How Does Speed Affect Space Measurements in Special Relativity?

[capslock]

A rocket travels from Earth to the moon (distance measured from the Earth 384000km) at a speed v = 0.8c.

(i) How long does it the trip take according to an observer on earth?

Just used straightforward Newtonian mechanics,

t = 384000*10^3/(0.8*3*10^8) = 1.6s.

(ii) How long does the trip take according to the astronaut?

Used the lorentz transformation,
t' = \gamma (t - u/c^2 x)
= (0.36)^(-1/2) * (1.6 - 0.8/c^2 * 384000*10^3)
= 0.96s

I believe this part is correct? Now the part I am stuck on is:

(iii) What is the earth-moon distance measured by an astronaut on the rocket?
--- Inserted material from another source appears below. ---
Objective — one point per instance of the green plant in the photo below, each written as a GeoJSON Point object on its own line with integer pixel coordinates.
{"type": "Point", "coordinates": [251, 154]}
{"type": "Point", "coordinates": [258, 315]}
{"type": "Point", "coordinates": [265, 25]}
Could someone please explain to me the principles behind the calculation? I am finding it difficult to get my head around SR!

Many thanks, James.

 

[Pengwuino]

I don't have a calculator on hand so i can't verify the first two for you. The third one has to do with a phenomenon called length contraction. As you approach the speed of light, the length measured by the person in the rocket ship of the distance between the Earth and moon becomes contracted according to the equation L' = \frac{{L & & _0 }}{\gamma } where L' is the distance measured by the person traveling in the rocket ship.